Indian steel mills cut the price of hot rolled coil (HRC) for August 22 to ₹58,500 per tonne, which is a reduction of ₹3,500 per tonne m-o-m, and cold rolled coil (CRC) to ₹66,000 per tonne, a reduction of ₹2,500 per tonne m-o-m, to align more closely with trade channel prices, suggested Nomura Research data.
On the trade channel, HRC prices fell by ₹400 per tonne week-on-week to ₹57,400 per tonne, still reflecting weak demand amid oversupplies because of the imposition of export duty, said analysts at Nomura.
The ongoing monsoon is adding to the pressure on steel demand in the country. The first quarter had seen channel destocking leading to an impact on sales volumes for steel manufacturers. The lower exports are adding to the build-up of inventory and forcing steel manufacturers to align production accordingly.
“We believe the inventory position as reported by the JPC (joint plant committee) will undergo an upward revision in August 2022″ as large mills have accumulated a total of more than 2 million tonne (mt),” said analysts at Motilal Oswal Financial Services Ltd.

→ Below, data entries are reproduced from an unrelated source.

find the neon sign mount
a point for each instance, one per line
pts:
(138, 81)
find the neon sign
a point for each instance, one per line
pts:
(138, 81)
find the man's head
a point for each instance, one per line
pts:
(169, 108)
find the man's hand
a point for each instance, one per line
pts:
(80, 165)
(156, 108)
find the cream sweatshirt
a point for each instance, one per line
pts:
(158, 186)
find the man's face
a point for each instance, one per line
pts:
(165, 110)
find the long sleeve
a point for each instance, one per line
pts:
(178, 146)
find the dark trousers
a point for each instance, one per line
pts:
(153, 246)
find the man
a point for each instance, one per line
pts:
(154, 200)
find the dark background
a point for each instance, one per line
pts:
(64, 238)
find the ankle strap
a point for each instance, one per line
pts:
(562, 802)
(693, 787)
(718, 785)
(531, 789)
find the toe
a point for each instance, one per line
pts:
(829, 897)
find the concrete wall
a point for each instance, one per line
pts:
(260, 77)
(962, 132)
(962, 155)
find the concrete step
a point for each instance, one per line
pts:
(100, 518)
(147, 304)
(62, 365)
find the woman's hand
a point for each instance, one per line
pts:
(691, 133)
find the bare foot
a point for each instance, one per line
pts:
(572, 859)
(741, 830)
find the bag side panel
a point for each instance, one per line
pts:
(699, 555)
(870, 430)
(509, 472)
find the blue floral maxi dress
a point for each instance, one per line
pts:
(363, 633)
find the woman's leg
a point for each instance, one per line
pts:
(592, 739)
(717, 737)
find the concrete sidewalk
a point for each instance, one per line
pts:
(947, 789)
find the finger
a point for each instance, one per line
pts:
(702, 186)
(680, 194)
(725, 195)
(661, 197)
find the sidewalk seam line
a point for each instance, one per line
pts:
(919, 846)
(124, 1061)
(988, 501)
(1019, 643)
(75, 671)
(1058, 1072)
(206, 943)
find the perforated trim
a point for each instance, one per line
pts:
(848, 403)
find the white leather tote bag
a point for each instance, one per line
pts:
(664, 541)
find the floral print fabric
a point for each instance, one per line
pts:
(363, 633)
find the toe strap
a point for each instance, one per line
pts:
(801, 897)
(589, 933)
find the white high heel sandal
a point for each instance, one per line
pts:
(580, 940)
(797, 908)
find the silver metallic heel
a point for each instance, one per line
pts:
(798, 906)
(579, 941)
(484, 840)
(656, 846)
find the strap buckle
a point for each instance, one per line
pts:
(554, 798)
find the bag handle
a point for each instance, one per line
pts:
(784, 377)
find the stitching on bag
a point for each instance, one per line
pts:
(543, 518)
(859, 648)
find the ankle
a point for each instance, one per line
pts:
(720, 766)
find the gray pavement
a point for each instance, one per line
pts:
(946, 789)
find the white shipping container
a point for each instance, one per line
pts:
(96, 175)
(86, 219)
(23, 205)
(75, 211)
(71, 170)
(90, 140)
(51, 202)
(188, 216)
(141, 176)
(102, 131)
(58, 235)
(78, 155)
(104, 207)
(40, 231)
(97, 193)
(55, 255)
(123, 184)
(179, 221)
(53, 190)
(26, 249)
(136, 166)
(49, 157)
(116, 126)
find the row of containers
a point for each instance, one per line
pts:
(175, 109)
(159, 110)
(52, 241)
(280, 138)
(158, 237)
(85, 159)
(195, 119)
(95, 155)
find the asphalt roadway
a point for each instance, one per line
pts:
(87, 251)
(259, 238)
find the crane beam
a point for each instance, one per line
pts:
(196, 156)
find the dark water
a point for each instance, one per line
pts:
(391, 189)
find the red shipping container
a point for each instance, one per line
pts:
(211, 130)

Steel production in India remained flat on a m-o-m basis in July 2022 at 9.97 mt, down 0.7% year-on-year, after the imposition of export duty on steel, leading to an accumulation in domestic inventory, said analysts.
Meanwhile, China’s demand and production also remain important to support the prospects of Indian manufacturers.
The Indian HRC Export Index fell $18 per tonne week-on-week to $565 per tonne on subdued demand across all key regions, said analysts.
Weak domestic demand in China also remains another key concern. However, the positive is that China’s production is also seeing some downward adjustment. At current prices, Chinese producers according to analysts are not making much money because of the higher cost of coal.
A survey by Mysteel for 247 steel mills highlighted that the capacity utilisation of steel mills has declined by 210 basis point plus w-o-w to 79.3%, the lowest level since February 2022, because of weak profit margins, which led to maintenance-related shutdowns, suggested Nomura analysts.
The declining production can support international steel prices. Market watchers are keeping an eye on any China stimulus to push infrastructure and potential stabilisation of the weakening property and real estate sector. This can help stabilise China’s demand and prices. The Chinese stimulus can also lead to some recovery in base metal prices such as that of copper, and zinc, prices of which have fallen significantly on London Metal Exchange.